Qual o papel das redes sociais na ansiedade coletiva?
As conversas aconteceram em meio aos três feriados prolongados, e uma dessas pessoas trouxe isso como exemplo. Me disse: estamos aqui tomando esse café, conversando sobre a vida e o mundo, está muito legal, mas existe uma pontinha de mim que diz que eu deveria estar na praia com um lindo pôr do sol, feito todo mundo; ou fazendo uma trilha bonita e radical em alguma cidade do interior, feito todo mundo; ou até mesmo aproveitando uma festa sem limites com meus amigos que começou na sexta-feira e ainda hoje não acabou. Feito todo mundo.
Não é verdade que todas as pessoas ao nosso redor estão fazendo essas coisas. Inclusive, como nos mostram os números, grande parte da população brasileira luta para ter direito a comer três vezes ao dia, o básico. O essencial.
O que acontece é que os algoritmos, que são aquilo que está por trás das redes sociais e que faz a gente ver uma foto e não outra, nos entregam, de maneira programada, determinados tipos de imagem: do pôr do sol na praia, da trilha num lugar incrível, da festa mais maravilhosa do ano. Depois de alguns minutos vendo tantas fotos de pessoas vivendo a vida intensamente, é inevitável que não achemos que só a gente não está fazendo algo incrível, grandioso, épico. E aí temos um grande problema, especialmente se pensarmos nos mais jovens.
Em janeiro deste ano, a Universidade da Carolina do Norte, nos Estados Unidos, fez uma pesquisa sobre os efeitos das redes sociais em adolescentes, que revelou: o uso das plataformas, sem um cuidado com o tempo em que se passa por lá, pode gerar grandes alterações no cérebro. E não só isso, influenciam comportamentos de curto prazo. O estudo mostrou, por exemplo, que aqueles que usam muito as redes ficam mais sensíveis a recompensas e punições sociais em suas vidas.
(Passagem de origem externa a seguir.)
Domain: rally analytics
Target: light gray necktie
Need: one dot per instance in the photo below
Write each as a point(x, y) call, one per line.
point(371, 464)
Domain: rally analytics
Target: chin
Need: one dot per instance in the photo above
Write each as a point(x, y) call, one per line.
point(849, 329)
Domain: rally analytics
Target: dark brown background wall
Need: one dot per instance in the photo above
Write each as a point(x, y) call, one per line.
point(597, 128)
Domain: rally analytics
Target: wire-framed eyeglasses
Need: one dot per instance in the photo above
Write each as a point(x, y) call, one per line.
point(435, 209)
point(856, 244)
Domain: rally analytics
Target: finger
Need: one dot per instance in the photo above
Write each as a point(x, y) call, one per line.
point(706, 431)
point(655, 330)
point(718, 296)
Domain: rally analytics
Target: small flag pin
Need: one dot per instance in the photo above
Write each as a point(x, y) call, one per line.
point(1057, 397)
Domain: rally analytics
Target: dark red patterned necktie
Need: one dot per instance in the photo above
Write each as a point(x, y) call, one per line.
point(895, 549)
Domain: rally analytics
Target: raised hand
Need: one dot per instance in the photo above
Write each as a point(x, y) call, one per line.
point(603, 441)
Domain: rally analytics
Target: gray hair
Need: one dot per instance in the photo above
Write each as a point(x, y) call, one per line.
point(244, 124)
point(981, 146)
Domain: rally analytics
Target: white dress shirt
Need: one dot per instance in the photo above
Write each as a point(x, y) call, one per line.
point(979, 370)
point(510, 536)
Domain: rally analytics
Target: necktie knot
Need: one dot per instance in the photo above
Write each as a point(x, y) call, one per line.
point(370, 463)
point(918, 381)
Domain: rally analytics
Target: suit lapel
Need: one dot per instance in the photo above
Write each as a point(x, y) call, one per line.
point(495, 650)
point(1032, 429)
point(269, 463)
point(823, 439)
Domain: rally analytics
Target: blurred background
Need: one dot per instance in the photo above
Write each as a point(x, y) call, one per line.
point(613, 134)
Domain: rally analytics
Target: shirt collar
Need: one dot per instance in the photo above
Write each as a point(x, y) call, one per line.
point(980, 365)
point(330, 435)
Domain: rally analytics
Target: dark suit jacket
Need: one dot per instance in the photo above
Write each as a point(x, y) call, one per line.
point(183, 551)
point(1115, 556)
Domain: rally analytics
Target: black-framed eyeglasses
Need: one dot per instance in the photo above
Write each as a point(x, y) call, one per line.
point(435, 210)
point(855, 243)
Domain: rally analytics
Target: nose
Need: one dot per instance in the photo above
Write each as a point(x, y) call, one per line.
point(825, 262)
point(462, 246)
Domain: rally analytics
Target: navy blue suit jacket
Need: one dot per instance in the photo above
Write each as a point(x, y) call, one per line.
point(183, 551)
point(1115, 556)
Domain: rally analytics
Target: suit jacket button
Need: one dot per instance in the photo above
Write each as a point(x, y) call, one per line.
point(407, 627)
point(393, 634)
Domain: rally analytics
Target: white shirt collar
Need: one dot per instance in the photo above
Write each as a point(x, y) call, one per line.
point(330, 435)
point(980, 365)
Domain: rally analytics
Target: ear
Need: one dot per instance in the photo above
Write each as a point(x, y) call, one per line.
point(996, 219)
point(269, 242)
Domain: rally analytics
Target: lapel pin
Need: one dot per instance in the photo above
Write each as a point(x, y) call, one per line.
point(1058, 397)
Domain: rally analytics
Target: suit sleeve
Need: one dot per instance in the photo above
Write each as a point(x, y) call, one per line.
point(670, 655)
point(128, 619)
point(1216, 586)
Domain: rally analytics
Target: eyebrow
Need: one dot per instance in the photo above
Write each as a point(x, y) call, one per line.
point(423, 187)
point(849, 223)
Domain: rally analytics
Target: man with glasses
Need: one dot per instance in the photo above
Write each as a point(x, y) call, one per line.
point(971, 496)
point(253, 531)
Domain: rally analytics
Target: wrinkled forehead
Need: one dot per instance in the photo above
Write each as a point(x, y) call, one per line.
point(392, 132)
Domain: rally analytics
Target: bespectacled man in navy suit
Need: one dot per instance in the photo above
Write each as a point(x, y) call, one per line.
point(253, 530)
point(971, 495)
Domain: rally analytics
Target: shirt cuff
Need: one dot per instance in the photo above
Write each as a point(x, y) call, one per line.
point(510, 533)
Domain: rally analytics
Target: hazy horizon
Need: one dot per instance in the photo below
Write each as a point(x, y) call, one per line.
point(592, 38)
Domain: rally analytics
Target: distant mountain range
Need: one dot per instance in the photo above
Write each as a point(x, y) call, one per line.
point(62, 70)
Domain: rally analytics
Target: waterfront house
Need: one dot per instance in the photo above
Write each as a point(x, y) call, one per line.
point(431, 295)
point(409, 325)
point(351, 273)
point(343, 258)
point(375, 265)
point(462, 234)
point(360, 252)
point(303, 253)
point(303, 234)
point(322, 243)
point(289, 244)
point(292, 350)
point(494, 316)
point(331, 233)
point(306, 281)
Recompensa é aquele prazer que sentimos quando uma publicação faz as pessoas curtirem, comentarem, mais gente chegar para nos seguir. Punição social é quando o contrário disso acontece. Não é à toa que chamam de tribunal das redes sociais.
Acontece que nem todos e todas nós estamos preparados, ou melhor, fomos preparados, para entender que a Internet, em especial as redes sociais, são uma simulação da vida e não a vida em si. O que se conta por lá não é necessariamente quem a gente é ou está, um ser humano com erros, acertos, dúvidas e contradições, mas uma idealização de nós para o outro.
É como se você e eu fossemos diretores de um filme, escolhendo quais cenas contar na tela do cinema e quais não contar. No nosso filme, é óbvio que a gente sempre vence o vilão.
Acontece que quem está do outro lado, assistindo ao nosso filme, não sabe necessariamente que muitas vezes a gente perde. E perde feio. De repente, quem nos assiste todos os dias já passou a acreditar que se a sua vida não for vitoriosa do jeito que sempre vê ali, épica do jeito que sempre vê ali, feliz do jeito que sempre vê ali, alguma coisa está muito errada com o seu jeito de viver. E isso não necessariamente é verdade. E isso, necessariamente, traz muitas questões que precisamos conversar seriamente no futuro. Com todo mundo.
Não sou especialista nem estudioso do assunto, mas tenho me interessado em conversar mais sobre quais histórias temos contado e escutado sobre nós mesmos nas redes sociais. E quais são os caminhos que temos hoje, e que precisaremos inventar, para nos proteger de uma promessa inatingível de vida, felicidade e relações, que tem produzido tristeza em tanta gente ao mesmo tempo.